As more companies head towards an e-commerce, self-service model (with both B2B and B2C customers increasingly expecting this as standard), can we expect the role of traditional sales to be diminished? After all, key parts of their function can now be automated with great efficiency. Some forecasts, including a well-reported piece of research from Forrester last year, indicate that many B2B sales jobs will be replaced in the efficiency-saving drive generated by the increased use of digital tools, automation and connected systems.
However, this change in approach is just as likely to change the role, or act as the catalyst for a shift in how the entire business operates, as it is to eliminate sales jobs. We are already beginning to see changes, with some companies experimenting to see what set-up will best help them to evolve. For example, Heineken recently created the role of chief commercial officer to merge sales and marketing which has led to major changes, if only at the executive level for now.
Sales - a vital cog in customer experience
The days when a salesperson's time was filled with telephone lists and order forms are, or ought to be, fading into a distant memory. In order to survive and bring their teams forward, sales will need to develop a range of new skills, and learn to apply their more traditional ones to new ways of working.
The new strategic salesperson rather than serving a purely transactional function, will become responsible for guiding customers through the digital sales process, offering insights and providing the support customers need to operate self-service systems.
Utilising the data captured via online channels, sales will play a vital role in ensuring that the offline customer experience is equally optimised, and enable them to focus on key account management to build relationships that last.
Sales can be a big part of making digital human, resolving any issues as they arise and smoothing the customer experience. In the same way that B2C salespeople may gain instant access to your purchase history and other pertinent details through an app on their handheld device, in the B2B world the CRM can be integrated with all of your other systems, to give a full view of the customer and their needs across the entire sales lifecycle.
Sales teams will be perfectly placed to gain vital information on the customer experience and can feed that back to marketing and technical teams to keep improving the digital platform. All of this means that a smart, tech-savvy sales department could leverage their salespeople to provide extremely valuable personalisation data that it may not be possible to gain in other ways.

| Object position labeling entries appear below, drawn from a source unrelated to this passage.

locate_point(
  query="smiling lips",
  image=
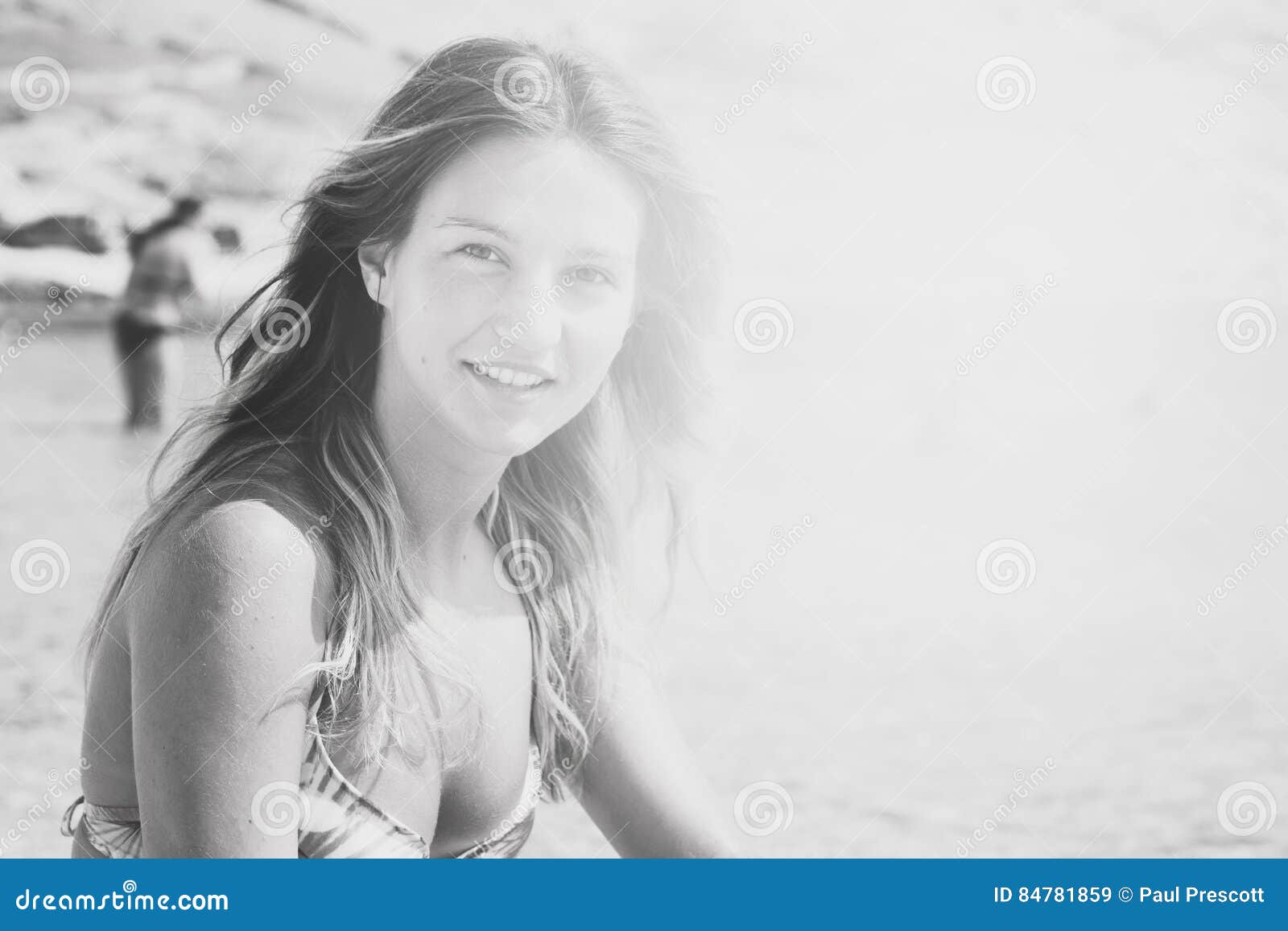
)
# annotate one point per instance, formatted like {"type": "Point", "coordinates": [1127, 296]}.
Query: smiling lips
{"type": "Point", "coordinates": [508, 377]}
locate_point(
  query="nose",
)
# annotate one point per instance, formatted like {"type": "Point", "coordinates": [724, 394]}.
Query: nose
{"type": "Point", "coordinates": [531, 319]}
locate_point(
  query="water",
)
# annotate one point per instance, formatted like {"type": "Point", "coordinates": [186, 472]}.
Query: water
{"type": "Point", "coordinates": [869, 674]}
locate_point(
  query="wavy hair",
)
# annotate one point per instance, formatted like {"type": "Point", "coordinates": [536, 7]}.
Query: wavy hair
{"type": "Point", "coordinates": [294, 418]}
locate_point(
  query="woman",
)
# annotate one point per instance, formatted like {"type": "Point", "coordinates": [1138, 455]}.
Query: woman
{"type": "Point", "coordinates": [375, 612]}
{"type": "Point", "coordinates": [147, 327]}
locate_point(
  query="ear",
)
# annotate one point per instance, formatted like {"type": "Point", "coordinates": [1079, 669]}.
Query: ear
{"type": "Point", "coordinates": [373, 259]}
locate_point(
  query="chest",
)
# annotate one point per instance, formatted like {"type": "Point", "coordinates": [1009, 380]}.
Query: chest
{"type": "Point", "coordinates": [457, 806]}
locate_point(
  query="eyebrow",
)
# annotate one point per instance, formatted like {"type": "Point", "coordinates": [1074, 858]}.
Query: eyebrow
{"type": "Point", "coordinates": [586, 253]}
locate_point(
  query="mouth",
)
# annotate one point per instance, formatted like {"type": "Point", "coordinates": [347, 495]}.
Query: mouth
{"type": "Point", "coordinates": [508, 383]}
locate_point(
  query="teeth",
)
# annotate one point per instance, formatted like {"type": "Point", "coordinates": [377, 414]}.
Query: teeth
{"type": "Point", "coordinates": [508, 377]}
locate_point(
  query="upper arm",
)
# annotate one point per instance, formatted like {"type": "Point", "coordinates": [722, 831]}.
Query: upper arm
{"type": "Point", "coordinates": [642, 785]}
{"type": "Point", "coordinates": [222, 622]}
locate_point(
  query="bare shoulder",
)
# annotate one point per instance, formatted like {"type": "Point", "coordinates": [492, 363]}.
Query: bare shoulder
{"type": "Point", "coordinates": [227, 612]}
{"type": "Point", "coordinates": [242, 573]}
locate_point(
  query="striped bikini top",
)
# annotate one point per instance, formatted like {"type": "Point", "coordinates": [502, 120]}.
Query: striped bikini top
{"type": "Point", "coordinates": [334, 818]}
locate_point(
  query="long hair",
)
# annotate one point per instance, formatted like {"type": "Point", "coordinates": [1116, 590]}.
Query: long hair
{"type": "Point", "coordinates": [295, 412]}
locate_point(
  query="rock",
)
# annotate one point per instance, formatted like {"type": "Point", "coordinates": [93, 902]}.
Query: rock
{"type": "Point", "coordinates": [72, 231]}
{"type": "Point", "coordinates": [227, 237]}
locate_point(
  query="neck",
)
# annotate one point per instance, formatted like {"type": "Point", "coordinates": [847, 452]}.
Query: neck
{"type": "Point", "coordinates": [442, 487]}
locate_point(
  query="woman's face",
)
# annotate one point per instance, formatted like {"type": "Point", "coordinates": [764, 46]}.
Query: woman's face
{"type": "Point", "coordinates": [512, 294]}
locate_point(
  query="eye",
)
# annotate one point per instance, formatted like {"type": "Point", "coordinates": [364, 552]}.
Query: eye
{"type": "Point", "coordinates": [588, 274]}
{"type": "Point", "coordinates": [477, 250]}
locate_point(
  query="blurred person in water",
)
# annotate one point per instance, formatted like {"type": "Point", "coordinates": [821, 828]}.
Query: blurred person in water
{"type": "Point", "coordinates": [147, 326]}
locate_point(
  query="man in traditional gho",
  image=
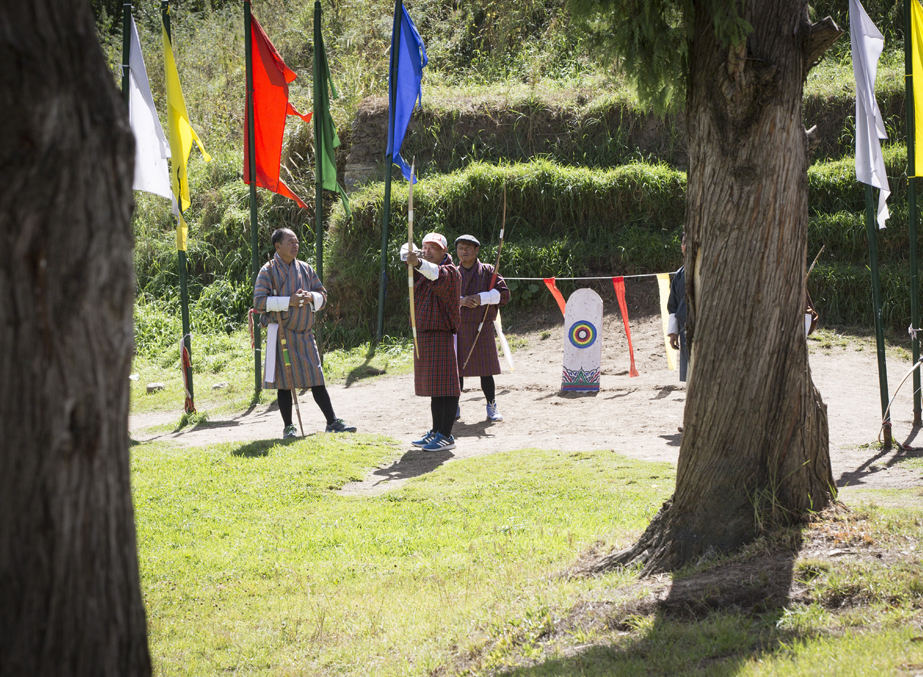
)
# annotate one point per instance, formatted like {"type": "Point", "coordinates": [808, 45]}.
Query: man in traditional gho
{"type": "Point", "coordinates": [288, 293]}
{"type": "Point", "coordinates": [436, 290]}
{"type": "Point", "coordinates": [676, 306]}
{"type": "Point", "coordinates": [476, 292]}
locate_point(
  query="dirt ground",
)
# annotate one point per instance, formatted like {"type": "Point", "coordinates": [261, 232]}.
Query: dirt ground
{"type": "Point", "coordinates": [638, 417]}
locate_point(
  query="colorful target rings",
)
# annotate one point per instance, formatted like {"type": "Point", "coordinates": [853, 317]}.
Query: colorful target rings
{"type": "Point", "coordinates": [582, 334]}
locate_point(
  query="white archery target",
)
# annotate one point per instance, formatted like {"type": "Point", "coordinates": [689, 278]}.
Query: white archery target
{"type": "Point", "coordinates": [583, 318]}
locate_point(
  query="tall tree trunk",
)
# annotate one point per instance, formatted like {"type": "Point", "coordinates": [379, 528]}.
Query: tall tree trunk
{"type": "Point", "coordinates": [755, 441]}
{"type": "Point", "coordinates": [69, 583]}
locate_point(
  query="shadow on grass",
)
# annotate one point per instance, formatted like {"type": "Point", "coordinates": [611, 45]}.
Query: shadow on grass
{"type": "Point", "coordinates": [710, 622]}
{"type": "Point", "coordinates": [364, 370]}
{"type": "Point", "coordinates": [884, 458]}
{"type": "Point", "coordinates": [412, 464]}
{"type": "Point", "coordinates": [261, 448]}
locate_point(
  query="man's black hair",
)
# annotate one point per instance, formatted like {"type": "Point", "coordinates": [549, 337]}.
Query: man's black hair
{"type": "Point", "coordinates": [278, 234]}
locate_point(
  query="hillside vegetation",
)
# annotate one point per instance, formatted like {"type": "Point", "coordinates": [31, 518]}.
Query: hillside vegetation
{"type": "Point", "coordinates": [514, 95]}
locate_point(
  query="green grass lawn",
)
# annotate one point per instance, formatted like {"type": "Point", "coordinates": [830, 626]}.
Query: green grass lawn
{"type": "Point", "coordinates": [252, 563]}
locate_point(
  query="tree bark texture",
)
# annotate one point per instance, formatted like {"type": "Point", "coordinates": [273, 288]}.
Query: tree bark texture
{"type": "Point", "coordinates": [755, 442]}
{"type": "Point", "coordinates": [70, 596]}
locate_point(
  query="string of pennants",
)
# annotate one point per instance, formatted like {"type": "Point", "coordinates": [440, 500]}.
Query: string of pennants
{"type": "Point", "coordinates": [618, 284]}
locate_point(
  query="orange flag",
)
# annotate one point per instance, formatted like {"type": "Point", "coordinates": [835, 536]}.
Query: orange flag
{"type": "Point", "coordinates": [549, 282]}
{"type": "Point", "coordinates": [619, 284]}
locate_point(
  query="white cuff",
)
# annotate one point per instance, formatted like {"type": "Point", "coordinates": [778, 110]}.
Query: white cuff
{"type": "Point", "coordinates": [672, 325]}
{"type": "Point", "coordinates": [490, 298]}
{"type": "Point", "coordinates": [428, 270]}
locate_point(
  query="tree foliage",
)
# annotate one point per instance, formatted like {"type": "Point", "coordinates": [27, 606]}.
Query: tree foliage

In this way, salespeople can become responsible for strategically operating a channel all of its own, one driven by digital, but owned, managed and nurtured by the sales team.
Convergence of sales and marketing
One of the goals identified by many businesses is achieving greater synergy between sales and marketing. With the sheer amount of data now available from a wide range of platforms, and with more emphasis on account-based marketing, the potential for collaboration can only increase.
Just as marketers are expected to be multidisciplinary in order to move quickly and take advantage of opportunities as they arise, alongside working towards long-term goals, direct sales teams are starting to see the same, and can expect their role to become more varied and technical.
Combined with the prevailing trends of personalisation and hyperlocalisation, we could see even greater convergence of marketing, business development, account management and sales to become very closely aligned indeed.
Ultimately, what becomes of sales will depend on your business priorities and your digital strategy. Perhaps you will consolidate sales and marketing, or build a new, lean sales team that keeps the human touch while making full use of all the available tools.
Whichever approach you decide on, for companies with a strong digital platform and a roadmap in place, these changes can lead to both efficiency and growth, without losing the accumulated knowledge of the direct sales team.